O DIÁRIO DE KRISHNAMURTI - VIII


Livre do tempo, o que resta é o presente imediato, a vida no agora. Daí nasce o estado de atenção, que nos leva para além dos limites do pensamento e do sentimento. E a vida está sempre no presente, no agora. Isso, sim, é que é imortalidade, não a vida dentro dos limites da consciência. Quando o tempo deixa de existir, desaparecem os sofrimentos e os conflitos produzidos pelo processo de pensar e de sentir.

O cérebro só funciona no tempo e no espaço; toda filosofia é limitada por esse condicionamento e as teorias e especulações são produzidas por sua astúcia. Ainda que vá à Lua, explore o universo ou as profundezas da terra, projete máquinas maravilhosas, o cérebro não tem como libertar-se da mediocridade. É inútil qualquer tentativa de fuga dessa mediocridade, pois que é fuga de si mesmo. Só lhe resta permanecer completamente imóvel, o que não deve ser confundido com inércia ou indolência. Essa imobilidade é a única maneira de preservar sua sensibilidade. Na renúncia de si mesmo e na rejeição de suas atividades, cessam suas habituais reações defensivas, bem como o vício de julgar, condenar ou justificar. Pela compreensão de seus mecanismos, o cérebro revela o que é: só um instrumento mecânico, calculista, inventivo, funcional, repetitivo e imitador, embora de perfeição assombrosa. É incapaz de qualquer ação ou reação ao tentar penetrar no mistério do desconhecido. O conhecido é o seu elemento. O cérebro jamais conhecerá a beleza da criação, pois a imensidão do indescritível somente se revela quando o cérebro está totalmente imóvel, sem pensamentos e vazio, ‘morto’.

Sabemos sobre a atmosfera de Vênus, como montar computadores, mas nada sabemos sobre nós mesmos. E ninguém pode nos ajudar nisso. A energia necessária para a viagem ao nosso interior, só a teremos se abandonarmos a crença de que a conseguiremos por meio de drogas, relação humana, renúncia, sacrifícios, disciplinas, rituais, santos, deuses, preces, promessas, gurus. É exatamente se abandonarmos tudo isso, se compreendermos o mecanismo da fuga e do desejo, que aquela energia penetra e vai além do consciente (como diz Benoit, estaremos salvos quando abandonarmos todos os caminhos e todas as tentativas de nos salvarmos).
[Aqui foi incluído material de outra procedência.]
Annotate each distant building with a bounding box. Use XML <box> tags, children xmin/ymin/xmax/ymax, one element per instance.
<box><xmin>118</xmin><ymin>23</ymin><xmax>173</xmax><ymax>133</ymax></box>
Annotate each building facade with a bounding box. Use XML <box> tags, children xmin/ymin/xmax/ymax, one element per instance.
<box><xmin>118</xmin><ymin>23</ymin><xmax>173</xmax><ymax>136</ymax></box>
É impossível adquirir essa energia acumulando conhecimentos a nosso respeito, pois toda forma de acúmulo e apego a enfraquece e desvirtua. Com o tempo, os conhecimentos tornam-se um fardo, limitando-nos e nos aprisionando ao condicionamento; e, assim, deixamos de ser livres para investigar. O aprender está no presente imediato; o saber, sempre no passado. O desejo de acumular conhecimento impede o ato de aprender. O conhecimento é estático, podendo só ser reduzido ou ampliado, enquanto o aprender é dinâmico, não necessitando do processo de acumulação. O saber é transitório; o aprender é infinito.

Todos nós somos o resultado final de centenas de séculos de existência da humanidade, de suas esperanças, desejos, culpas e ansiedades, crenças e deuses, preenchimentos e frustrações. Somos o acúmulo de tudo isso até os dias de hoje. Aprender é vivenciar todos esses fatos, numa experiência direta e sentida, no contato vivo, intenso, não teórico ou verbal. No aprender não há aquele que aprende, pois esse só sabe acumular conhecimentos. Da divisão ou separação entre aquele que aprende e o objeto de seu aprendizado nasce o conflito, que dissipa a energia necessária ao aprender de verdade. Escolha é conflito e impede a percepção direta da verdade. O processo de aprender é interminável. Esse é o fator primordial da existência, e não os fracassos, os êxitos ou erros cometidos. Na percepção desse fato, livre de conclusões ou teorias, dá-se o aprender de momento a momento.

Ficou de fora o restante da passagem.